Predicting High-School test scores after a disciplinary action

I'm somewhat new to machine learning and have learned to apply many of the basic regression and classification methods using python and various packages. However, approaching this problem has me stumped. To illustrate the problem, I created a fictitious scenario where a guidance counselor wants to predict test scores for a student after disciplinary action. Suppose they have data available like the mock-up below:

Column definition:

Student - Student Identification #

Gender - Male/Female

Age - Current Age

Athlete - Sport that student plays (0-None, 1-Basketball, 2-Football, 3-Soccer)

Online - Student takes classes online (0-No, 1-Yes)

Before_Disciplinary_Action_Scores - Sequence of their last n test scores prior to discipline (in date order)

Discplinary_Action - Action Counselor Took (0-None, 1-Assigned Tutor, 2-Guardian Meeting, 3-Study Program, 4-Ineligible for game)

After_Disciplinary_Action_Scores - Sequence of their next n test scores after discipline (in date order)

Assume the fictitious school system is quite large and there are about 80k records in total. All students have a total of 12 test scores from Before/After discipline action, but the number of test scores varies based on when the disciplinary action was given. For simplicity, you can assume the scores are given on a weekly basis for a single course.

I can compute mean before/after scores and create a fairly good classification model, but I'd like to take it a step further and predict the post-discipline scores.

I've tried using Prophet and LSTM models to predict the after scores from a time series approach with poor results and the varying number of scores makes it difficult. I can see that the features around Athlete, Transfer, and Online are important components and I tried adding them as regressors, but that too has failed. I appreciate any guidance you can give.

Topic methods python machine-learning

Category Data Science


I take it you are really interested in the prediction of new test scores rather than answering which intervention method is the most succesfull. If this is not the case we can apply statistical methods rather than machine learning models.

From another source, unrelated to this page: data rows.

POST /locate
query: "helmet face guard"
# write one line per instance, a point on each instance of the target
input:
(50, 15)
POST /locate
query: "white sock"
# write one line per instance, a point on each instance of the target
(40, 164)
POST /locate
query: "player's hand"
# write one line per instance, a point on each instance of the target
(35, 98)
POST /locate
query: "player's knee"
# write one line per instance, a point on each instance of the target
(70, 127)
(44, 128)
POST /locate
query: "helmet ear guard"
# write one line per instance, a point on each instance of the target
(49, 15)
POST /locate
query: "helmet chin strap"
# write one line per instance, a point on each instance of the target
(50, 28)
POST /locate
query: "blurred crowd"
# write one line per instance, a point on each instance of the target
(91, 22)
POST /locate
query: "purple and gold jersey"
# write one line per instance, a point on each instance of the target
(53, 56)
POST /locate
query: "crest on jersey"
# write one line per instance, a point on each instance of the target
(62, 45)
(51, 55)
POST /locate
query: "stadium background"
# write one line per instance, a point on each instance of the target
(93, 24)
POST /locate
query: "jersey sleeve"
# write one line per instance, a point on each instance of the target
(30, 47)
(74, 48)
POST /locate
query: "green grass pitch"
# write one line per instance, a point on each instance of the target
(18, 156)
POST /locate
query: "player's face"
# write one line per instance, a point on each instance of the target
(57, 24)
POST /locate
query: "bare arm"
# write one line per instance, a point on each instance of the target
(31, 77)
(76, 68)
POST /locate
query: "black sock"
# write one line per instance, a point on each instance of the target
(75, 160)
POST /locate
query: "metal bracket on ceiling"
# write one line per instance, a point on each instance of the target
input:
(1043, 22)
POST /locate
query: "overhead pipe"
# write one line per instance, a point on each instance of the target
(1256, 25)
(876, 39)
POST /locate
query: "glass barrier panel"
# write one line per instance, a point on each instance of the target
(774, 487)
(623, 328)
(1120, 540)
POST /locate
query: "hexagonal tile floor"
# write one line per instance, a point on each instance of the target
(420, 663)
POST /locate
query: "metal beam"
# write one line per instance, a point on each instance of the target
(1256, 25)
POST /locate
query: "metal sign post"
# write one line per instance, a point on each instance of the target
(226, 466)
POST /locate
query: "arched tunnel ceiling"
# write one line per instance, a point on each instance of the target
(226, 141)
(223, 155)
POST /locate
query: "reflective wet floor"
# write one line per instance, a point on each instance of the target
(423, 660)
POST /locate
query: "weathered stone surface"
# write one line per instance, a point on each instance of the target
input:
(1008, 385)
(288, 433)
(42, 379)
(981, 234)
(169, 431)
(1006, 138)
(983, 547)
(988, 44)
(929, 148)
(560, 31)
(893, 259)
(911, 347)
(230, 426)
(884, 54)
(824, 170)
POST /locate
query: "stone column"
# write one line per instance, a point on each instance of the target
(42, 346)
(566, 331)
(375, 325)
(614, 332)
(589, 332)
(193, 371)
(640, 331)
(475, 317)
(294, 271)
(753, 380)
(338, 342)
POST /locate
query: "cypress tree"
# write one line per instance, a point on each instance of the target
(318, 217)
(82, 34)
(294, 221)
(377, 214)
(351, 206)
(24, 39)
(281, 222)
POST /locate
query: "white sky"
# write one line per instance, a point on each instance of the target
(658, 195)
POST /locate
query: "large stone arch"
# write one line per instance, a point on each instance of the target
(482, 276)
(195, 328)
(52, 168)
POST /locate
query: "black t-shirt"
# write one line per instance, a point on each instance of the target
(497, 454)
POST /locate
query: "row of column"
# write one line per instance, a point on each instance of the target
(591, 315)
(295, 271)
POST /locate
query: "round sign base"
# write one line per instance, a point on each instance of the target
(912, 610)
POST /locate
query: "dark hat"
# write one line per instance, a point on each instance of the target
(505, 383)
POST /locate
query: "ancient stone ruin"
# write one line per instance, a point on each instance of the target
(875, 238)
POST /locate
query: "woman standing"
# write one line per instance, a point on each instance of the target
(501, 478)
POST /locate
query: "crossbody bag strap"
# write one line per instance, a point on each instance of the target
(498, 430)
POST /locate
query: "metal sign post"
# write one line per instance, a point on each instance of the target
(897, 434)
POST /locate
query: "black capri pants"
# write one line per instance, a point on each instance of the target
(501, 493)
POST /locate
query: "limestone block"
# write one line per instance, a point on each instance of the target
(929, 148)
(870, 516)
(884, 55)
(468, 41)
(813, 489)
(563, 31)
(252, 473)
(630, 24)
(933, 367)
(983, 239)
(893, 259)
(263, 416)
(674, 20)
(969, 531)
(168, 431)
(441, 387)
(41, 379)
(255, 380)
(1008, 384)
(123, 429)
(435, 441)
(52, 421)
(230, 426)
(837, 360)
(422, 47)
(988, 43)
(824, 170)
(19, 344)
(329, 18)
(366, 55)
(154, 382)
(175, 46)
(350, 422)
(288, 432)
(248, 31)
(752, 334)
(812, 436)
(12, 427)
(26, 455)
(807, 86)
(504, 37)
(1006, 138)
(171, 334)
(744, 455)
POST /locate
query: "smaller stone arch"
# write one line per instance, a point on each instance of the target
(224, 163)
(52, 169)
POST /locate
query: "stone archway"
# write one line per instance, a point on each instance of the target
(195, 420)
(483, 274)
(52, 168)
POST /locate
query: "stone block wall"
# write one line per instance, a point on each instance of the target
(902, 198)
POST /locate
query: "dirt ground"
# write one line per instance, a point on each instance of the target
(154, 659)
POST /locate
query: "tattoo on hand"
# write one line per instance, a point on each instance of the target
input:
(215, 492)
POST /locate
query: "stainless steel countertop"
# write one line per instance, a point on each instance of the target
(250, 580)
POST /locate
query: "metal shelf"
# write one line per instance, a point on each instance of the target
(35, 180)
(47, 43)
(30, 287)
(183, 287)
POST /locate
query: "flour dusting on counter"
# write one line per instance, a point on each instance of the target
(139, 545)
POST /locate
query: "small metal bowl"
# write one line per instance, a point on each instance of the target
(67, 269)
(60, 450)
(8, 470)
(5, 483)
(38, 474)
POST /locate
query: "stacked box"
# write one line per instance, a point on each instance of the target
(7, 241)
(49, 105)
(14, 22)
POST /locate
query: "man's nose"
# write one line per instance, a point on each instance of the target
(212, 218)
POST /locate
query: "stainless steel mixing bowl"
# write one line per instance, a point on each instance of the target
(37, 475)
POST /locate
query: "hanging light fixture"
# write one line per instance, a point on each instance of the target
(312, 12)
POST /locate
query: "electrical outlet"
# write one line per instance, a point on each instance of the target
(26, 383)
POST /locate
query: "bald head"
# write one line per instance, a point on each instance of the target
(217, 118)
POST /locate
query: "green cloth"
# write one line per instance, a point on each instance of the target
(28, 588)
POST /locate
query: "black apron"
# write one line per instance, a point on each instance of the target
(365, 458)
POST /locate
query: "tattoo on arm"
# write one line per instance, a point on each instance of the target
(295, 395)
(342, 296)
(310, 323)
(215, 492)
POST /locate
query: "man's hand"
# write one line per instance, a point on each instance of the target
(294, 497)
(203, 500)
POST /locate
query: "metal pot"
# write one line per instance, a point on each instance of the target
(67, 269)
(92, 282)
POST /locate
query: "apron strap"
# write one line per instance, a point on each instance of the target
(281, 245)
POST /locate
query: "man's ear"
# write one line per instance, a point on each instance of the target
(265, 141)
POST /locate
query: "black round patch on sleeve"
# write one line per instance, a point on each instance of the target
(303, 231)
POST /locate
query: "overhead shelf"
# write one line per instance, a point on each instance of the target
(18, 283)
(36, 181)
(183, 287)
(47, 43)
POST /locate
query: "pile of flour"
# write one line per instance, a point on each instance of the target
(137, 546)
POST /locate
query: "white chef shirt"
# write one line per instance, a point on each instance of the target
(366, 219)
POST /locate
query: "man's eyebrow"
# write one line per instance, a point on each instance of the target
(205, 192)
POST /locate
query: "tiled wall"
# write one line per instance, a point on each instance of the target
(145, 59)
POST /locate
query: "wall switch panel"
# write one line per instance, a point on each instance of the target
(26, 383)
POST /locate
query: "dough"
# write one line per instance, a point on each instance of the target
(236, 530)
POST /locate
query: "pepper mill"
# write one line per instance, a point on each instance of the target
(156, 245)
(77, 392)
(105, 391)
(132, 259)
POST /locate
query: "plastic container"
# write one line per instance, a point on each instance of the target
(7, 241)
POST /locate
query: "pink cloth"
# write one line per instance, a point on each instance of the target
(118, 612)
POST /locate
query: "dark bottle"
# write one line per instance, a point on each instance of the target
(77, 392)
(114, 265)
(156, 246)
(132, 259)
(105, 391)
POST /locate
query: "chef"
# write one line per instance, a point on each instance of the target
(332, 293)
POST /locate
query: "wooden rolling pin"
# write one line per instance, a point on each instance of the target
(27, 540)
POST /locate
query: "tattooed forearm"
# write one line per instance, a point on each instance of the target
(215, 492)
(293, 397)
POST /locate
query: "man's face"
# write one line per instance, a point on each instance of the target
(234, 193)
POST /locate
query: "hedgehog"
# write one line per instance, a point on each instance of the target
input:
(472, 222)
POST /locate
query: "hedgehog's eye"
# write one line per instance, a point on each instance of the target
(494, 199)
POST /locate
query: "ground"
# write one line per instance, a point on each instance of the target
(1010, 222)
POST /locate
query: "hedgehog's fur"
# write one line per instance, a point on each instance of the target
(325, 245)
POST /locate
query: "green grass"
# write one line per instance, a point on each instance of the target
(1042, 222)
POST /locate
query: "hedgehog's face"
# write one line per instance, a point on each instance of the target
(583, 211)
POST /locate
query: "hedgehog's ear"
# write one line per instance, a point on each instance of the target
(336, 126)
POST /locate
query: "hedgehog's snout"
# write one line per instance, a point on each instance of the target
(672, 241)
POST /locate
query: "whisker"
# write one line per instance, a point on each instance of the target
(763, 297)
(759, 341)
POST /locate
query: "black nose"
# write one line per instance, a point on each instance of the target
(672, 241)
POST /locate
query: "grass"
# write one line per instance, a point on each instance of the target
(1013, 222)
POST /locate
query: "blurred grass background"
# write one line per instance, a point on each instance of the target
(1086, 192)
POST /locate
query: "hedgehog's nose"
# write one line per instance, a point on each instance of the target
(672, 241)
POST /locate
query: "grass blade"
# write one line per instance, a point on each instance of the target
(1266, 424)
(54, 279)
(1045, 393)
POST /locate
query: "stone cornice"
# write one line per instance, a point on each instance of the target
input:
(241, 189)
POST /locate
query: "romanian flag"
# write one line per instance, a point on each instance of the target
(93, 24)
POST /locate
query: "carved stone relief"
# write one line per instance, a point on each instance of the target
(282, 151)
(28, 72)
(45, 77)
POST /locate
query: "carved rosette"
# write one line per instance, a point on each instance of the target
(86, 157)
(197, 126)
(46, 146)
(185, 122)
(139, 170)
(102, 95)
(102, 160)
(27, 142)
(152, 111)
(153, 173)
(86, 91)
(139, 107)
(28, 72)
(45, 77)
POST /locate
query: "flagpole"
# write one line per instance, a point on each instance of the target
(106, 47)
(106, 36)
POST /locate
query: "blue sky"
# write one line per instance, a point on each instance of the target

One approach could be to align the test score sequences (input and output) so that they have the same length and a 0 for missing values. This transposes your data into a regular seq2seq problem feedable to an LSTM. Each record is now comparable. Do keep in mind that your model predicts based on how it was trained. It will predict missing values (missed tests) as well like this.

You could then either train on all 80k (minus validation set) sequences or apply windowing to generate more sequences.

Other (one hot encoded) features can be added to each sample as well. Beginning or end.


If your data is correct then i see a factor of gender also. I hope that is taken into account and also take Disp_action as categorical variable (one hot encoding).
Also, try to club pre and post action scores in one fields as output variable. Another field can simply tell if the output score is pre action or post action.
This feature engineering, I hope will give better results.